In their submission to Lord Hutton, the unions stated that it was “nothing more than a tax” that would see LGPS members earning more than £20,000 paying an extra £1,000 a year and those earning £40,000 paying an extra £2,280.
That in turn would lead to opt-outs and push up the increases needed even further, the unions argued.
“The specific nature of the LGPS is not being properly considered and solutions purporting to address issues with unfunded schemes are simply being applied to the funded LGPS without any consideration of the particular impact that will result on the scheme’s four million members”, their submission stated.
They warned that the government’s spending review announcement had made future reform more difficult. “Previously, the unions were prepared to enter into discussions on future reforms to the LGPS, this is now significantly more difficult.”
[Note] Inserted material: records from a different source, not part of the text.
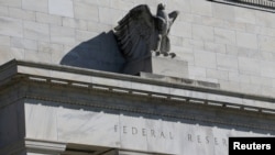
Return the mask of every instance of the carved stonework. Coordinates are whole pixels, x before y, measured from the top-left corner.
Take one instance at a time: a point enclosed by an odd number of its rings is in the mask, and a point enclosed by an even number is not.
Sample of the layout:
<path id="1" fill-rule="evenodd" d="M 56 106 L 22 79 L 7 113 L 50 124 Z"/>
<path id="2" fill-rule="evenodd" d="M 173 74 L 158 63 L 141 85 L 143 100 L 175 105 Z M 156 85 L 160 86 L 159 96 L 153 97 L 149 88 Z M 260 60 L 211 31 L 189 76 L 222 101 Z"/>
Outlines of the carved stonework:
<path id="1" fill-rule="evenodd" d="M 123 73 L 136 75 L 140 71 L 152 73 L 152 52 L 156 55 L 170 55 L 169 30 L 178 11 L 166 13 L 165 5 L 157 5 L 153 15 L 145 4 L 138 5 L 119 21 L 114 35 L 119 47 L 127 59 Z"/>

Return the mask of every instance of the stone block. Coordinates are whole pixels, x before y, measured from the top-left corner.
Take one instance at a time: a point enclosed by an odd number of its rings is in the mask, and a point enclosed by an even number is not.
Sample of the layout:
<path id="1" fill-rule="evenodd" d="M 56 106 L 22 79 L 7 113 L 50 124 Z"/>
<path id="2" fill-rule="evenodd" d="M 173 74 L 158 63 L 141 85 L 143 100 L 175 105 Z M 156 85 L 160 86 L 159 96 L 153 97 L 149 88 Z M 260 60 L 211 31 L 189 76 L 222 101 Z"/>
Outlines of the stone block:
<path id="1" fill-rule="evenodd" d="M 7 35 L 0 35 L 0 45 L 1 46 L 10 46 L 11 38 Z"/>
<path id="2" fill-rule="evenodd" d="M 12 98 L 10 99 L 12 100 Z M 2 102 L 3 103 L 3 102 Z M 2 106 L 2 104 L 1 104 Z M 0 148 L 24 139 L 24 110 L 19 101 L 0 109 Z M 1 150 L 3 151 L 3 150 Z M 2 152 L 1 152 L 2 153 Z"/>
<path id="3" fill-rule="evenodd" d="M 260 68 L 261 68 L 261 76 L 262 77 L 267 77 L 267 78 L 275 78 L 275 68 L 274 62 L 261 62 L 260 64 Z"/>
<path id="4" fill-rule="evenodd" d="M 76 40 L 80 42 L 91 40 L 96 37 L 98 33 L 96 32 L 76 30 Z"/>
<path id="5" fill-rule="evenodd" d="M 251 33 L 237 33 L 237 45 L 240 47 L 257 49 L 257 35 Z"/>
<path id="6" fill-rule="evenodd" d="M 217 68 L 216 53 L 194 51 L 195 65 L 205 68 Z"/>
<path id="7" fill-rule="evenodd" d="M 246 23 L 238 23 L 235 21 L 226 21 L 223 22 L 222 29 L 226 29 L 226 30 L 233 30 L 233 31 L 237 31 L 237 32 L 245 32 L 246 31 Z"/>
<path id="8" fill-rule="evenodd" d="M 270 51 L 274 53 L 275 37 L 258 35 L 258 48 L 261 51 Z"/>
<path id="9" fill-rule="evenodd" d="M 194 14 L 212 16 L 212 3 L 201 0 L 191 0 L 190 2 Z"/>
<path id="10" fill-rule="evenodd" d="M 215 42 L 220 44 L 235 45 L 235 32 L 215 27 Z"/>
<path id="11" fill-rule="evenodd" d="M 227 55 L 227 54 L 217 54 L 217 67 L 220 70 L 239 70 L 239 60 L 237 56 Z"/>
<path id="12" fill-rule="evenodd" d="M 74 44 L 76 32 L 74 29 L 51 25 L 51 42 L 59 44 Z"/>
<path id="13" fill-rule="evenodd" d="M 48 0 L 22 0 L 22 8 L 37 12 L 48 12 Z"/>
<path id="14" fill-rule="evenodd" d="M 260 75 L 260 60 L 246 58 L 246 57 L 239 57 L 239 71 L 242 74 L 249 75 Z"/>
<path id="15" fill-rule="evenodd" d="M 24 21 L 24 36 L 31 40 L 50 41 L 48 24 Z"/>
<path id="16" fill-rule="evenodd" d="M 213 42 L 206 42 L 205 51 L 224 54 L 227 53 L 227 46 L 224 44 L 216 44 Z"/>
<path id="17" fill-rule="evenodd" d="M 275 27 L 275 15 L 272 12 L 257 11 L 256 12 L 256 25 L 264 27 Z"/>
<path id="18" fill-rule="evenodd" d="M 188 66 L 188 77 L 191 79 L 205 79 L 206 78 L 206 68 Z"/>
<path id="19" fill-rule="evenodd" d="M 191 38 L 191 24 L 175 22 L 172 26 L 170 35 Z"/>
<path id="20" fill-rule="evenodd" d="M 35 21 L 35 12 L 29 10 L 22 10 L 18 8 L 9 8 L 9 14 L 11 18 Z"/>
<path id="21" fill-rule="evenodd" d="M 177 58 L 188 62 L 188 65 L 195 64 L 194 52 L 191 47 L 173 46 L 173 52 L 177 54 Z"/>
<path id="22" fill-rule="evenodd" d="M 38 52 L 40 53 L 61 53 L 63 52 L 63 45 L 62 44 L 54 44 L 48 42 L 38 42 Z"/>
<path id="23" fill-rule="evenodd" d="M 193 23 L 208 25 L 208 26 L 222 27 L 224 24 L 224 21 L 221 19 L 212 18 L 212 16 L 205 16 L 205 15 L 197 15 L 196 14 L 193 16 Z"/>
<path id="24" fill-rule="evenodd" d="M 133 1 L 121 1 L 121 0 L 111 0 L 110 1 L 110 8 L 117 9 L 117 10 L 123 10 L 129 11 L 130 9 L 134 8 L 135 3 Z M 154 5 L 156 7 L 156 5 Z M 153 10 L 154 8 L 152 8 Z"/>
<path id="25" fill-rule="evenodd" d="M 37 42 L 33 40 L 26 40 L 21 37 L 11 37 L 11 46 L 18 48 L 37 51 Z"/>
<path id="26" fill-rule="evenodd" d="M 78 30 L 85 30 L 85 31 L 88 30 L 88 23 L 85 20 L 78 20 L 78 19 L 63 18 L 62 25 Z"/>
<path id="27" fill-rule="evenodd" d="M 170 59 L 165 57 L 152 57 L 153 74 L 172 77 L 187 77 L 188 64 L 185 60 Z"/>
<path id="28" fill-rule="evenodd" d="M 21 8 L 21 1 L 22 0 L 0 0 L 0 5 Z"/>
<path id="29" fill-rule="evenodd" d="M 0 45 L 0 65 L 13 59 L 13 56 L 10 52 L 10 46 L 2 46 Z"/>
<path id="30" fill-rule="evenodd" d="M 52 63 L 51 53 L 38 53 L 37 51 L 25 49 L 25 60 L 36 62 L 36 63 Z M 41 73 L 38 73 L 40 75 Z"/>
<path id="31" fill-rule="evenodd" d="M 12 57 L 14 57 L 15 59 L 24 59 L 25 54 L 23 48 L 11 47 L 10 52 Z"/>
<path id="32" fill-rule="evenodd" d="M 0 34 L 9 36 L 23 36 L 22 20 L 0 16 Z"/>
<path id="33" fill-rule="evenodd" d="M 42 106 L 38 101 L 30 100 L 26 102 L 29 103 L 25 103 L 24 108 L 25 136 L 28 139 L 57 141 L 56 108 Z"/>
<path id="34" fill-rule="evenodd" d="M 110 24 L 103 24 L 98 22 L 88 22 L 88 31 L 92 32 L 108 32 L 113 29 Z"/>
<path id="35" fill-rule="evenodd" d="M 50 14 L 74 18 L 73 0 L 48 0 Z"/>
<path id="36" fill-rule="evenodd" d="M 212 9 L 213 9 L 212 13 L 215 18 L 227 20 L 227 21 L 234 21 L 235 12 L 232 5 L 223 4 L 223 3 L 213 3 Z"/>
<path id="37" fill-rule="evenodd" d="M 117 9 L 99 7 L 100 23 L 117 25 L 124 15 L 124 12 Z"/>
<path id="38" fill-rule="evenodd" d="M 229 74 L 226 70 L 217 70 L 217 69 L 207 69 L 207 78 L 213 78 L 213 79 L 229 79 Z"/>
<path id="39" fill-rule="evenodd" d="M 119 128 L 120 124 L 119 115 L 59 108 L 56 121 L 58 141 L 111 147 L 120 146 L 119 129 L 116 131 L 116 126 Z"/>
<path id="40" fill-rule="evenodd" d="M 38 23 L 48 23 L 54 25 L 62 25 L 62 16 L 51 15 L 47 13 L 36 12 L 36 21 Z"/>
<path id="41" fill-rule="evenodd" d="M 0 5 L 0 16 L 9 16 L 9 7 Z"/>
<path id="42" fill-rule="evenodd" d="M 235 21 L 241 23 L 256 23 L 256 12 L 252 9 L 245 9 L 241 7 L 234 8 Z"/>
<path id="43" fill-rule="evenodd" d="M 193 38 L 206 42 L 213 41 L 213 27 L 204 25 L 193 25 Z"/>
<path id="44" fill-rule="evenodd" d="M 75 18 L 88 21 L 99 21 L 98 7 L 90 0 L 75 0 Z"/>

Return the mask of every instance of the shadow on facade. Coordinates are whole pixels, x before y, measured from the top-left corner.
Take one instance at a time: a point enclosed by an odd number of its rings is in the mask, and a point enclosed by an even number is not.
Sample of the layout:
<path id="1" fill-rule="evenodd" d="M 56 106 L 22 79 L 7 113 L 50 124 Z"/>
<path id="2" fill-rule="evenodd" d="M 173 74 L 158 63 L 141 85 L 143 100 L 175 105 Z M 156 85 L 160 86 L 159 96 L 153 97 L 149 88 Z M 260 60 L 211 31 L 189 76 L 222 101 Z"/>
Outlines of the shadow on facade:
<path id="1" fill-rule="evenodd" d="M 61 65 L 111 73 L 121 73 L 124 63 L 112 31 L 80 43 L 61 60 Z"/>

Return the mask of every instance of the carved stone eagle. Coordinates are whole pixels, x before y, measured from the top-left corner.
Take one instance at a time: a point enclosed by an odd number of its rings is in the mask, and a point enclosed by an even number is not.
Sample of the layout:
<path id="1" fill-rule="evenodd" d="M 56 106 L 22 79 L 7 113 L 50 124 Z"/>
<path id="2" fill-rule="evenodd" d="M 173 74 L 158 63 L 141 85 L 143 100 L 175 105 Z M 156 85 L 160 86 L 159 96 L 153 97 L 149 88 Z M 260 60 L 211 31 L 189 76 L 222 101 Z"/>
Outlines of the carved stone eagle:
<path id="1" fill-rule="evenodd" d="M 146 4 L 141 4 L 119 21 L 114 27 L 118 45 L 127 59 L 125 74 L 152 71 L 150 66 L 152 52 L 156 55 L 175 56 L 170 51 L 168 38 L 169 30 L 178 15 L 178 11 L 166 13 L 165 5 L 157 5 L 156 15 L 153 15 Z"/>

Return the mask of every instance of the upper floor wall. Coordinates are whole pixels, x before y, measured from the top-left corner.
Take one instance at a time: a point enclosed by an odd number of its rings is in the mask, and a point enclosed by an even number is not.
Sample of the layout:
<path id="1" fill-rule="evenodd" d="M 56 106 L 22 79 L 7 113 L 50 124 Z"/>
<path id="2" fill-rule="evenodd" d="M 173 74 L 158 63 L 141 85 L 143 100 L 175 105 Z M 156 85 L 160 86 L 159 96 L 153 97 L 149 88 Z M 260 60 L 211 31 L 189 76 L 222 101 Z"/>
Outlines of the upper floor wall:
<path id="1" fill-rule="evenodd" d="M 146 3 L 155 12 L 160 2 L 180 12 L 169 37 L 175 59 L 188 63 L 185 78 L 275 93 L 275 13 L 207 0 L 0 0 L 0 64 L 13 58 L 59 64 L 133 7 Z"/>

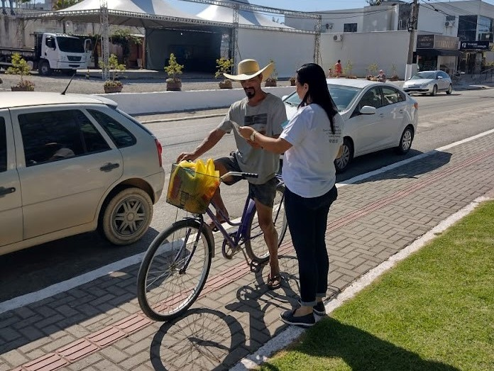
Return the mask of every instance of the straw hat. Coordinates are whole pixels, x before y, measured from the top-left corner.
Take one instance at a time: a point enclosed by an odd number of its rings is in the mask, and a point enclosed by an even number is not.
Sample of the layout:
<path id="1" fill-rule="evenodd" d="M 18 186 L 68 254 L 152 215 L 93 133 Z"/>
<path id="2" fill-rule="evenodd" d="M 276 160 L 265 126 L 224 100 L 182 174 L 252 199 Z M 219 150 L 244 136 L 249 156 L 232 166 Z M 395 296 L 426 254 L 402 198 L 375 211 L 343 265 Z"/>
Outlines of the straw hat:
<path id="1" fill-rule="evenodd" d="M 275 64 L 270 63 L 262 70 L 259 68 L 259 63 L 255 60 L 243 60 L 238 63 L 238 74 L 230 74 L 224 73 L 225 77 L 235 81 L 245 81 L 256 77 L 259 74 L 263 74 L 263 81 L 265 80 L 273 73 Z"/>

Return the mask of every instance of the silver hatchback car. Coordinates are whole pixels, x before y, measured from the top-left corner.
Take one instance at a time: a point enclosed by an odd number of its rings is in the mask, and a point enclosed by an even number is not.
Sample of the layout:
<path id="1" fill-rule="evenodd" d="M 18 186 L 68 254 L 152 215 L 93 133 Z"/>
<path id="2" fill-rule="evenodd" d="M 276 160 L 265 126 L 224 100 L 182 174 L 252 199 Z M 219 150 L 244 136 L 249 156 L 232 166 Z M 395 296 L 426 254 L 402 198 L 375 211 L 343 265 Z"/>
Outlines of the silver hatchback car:
<path id="1" fill-rule="evenodd" d="M 453 92 L 453 83 L 449 75 L 444 71 L 422 71 L 405 82 L 403 90 L 409 94 L 417 93 L 434 96 L 438 92 L 444 92 L 449 95 Z"/>
<path id="2" fill-rule="evenodd" d="M 0 255 L 99 229 L 146 232 L 165 180 L 162 148 L 95 96 L 0 93 Z"/>

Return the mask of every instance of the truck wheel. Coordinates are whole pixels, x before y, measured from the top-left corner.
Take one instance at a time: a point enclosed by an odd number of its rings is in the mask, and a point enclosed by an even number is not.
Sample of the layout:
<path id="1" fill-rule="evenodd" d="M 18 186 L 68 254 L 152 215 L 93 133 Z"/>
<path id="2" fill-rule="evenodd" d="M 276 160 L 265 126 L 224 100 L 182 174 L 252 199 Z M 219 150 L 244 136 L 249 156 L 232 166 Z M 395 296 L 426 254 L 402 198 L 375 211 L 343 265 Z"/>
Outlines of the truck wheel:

Unions have also expressed concern about Lord Hutton’s criticism of Fair Deal protection for the pension arrangements for outsourced workers and argued that it undermined the former Labour minister’s claim he did not want a “race to the bottom”.
The government is set to consult stakeholders on whether the Fair Deal rules should be retained, but ministers have already indicated that it is keen to reduce costs for contractors and recently abolished the ‘two-tier’ code relating to pay and pensions for outsourced workers.
The unions – along with other stakeholders including the London Pension Fund Authority – backed the development of a career-average pension scheme, instead of a final-salary scheme, but said that it would have to be of the same “overall value” as the current LGPS.
But they ruled out support for a hybrid scheme, which Lord Hutton promised in his interim report to examine, describing it as “the worst of both worlds”.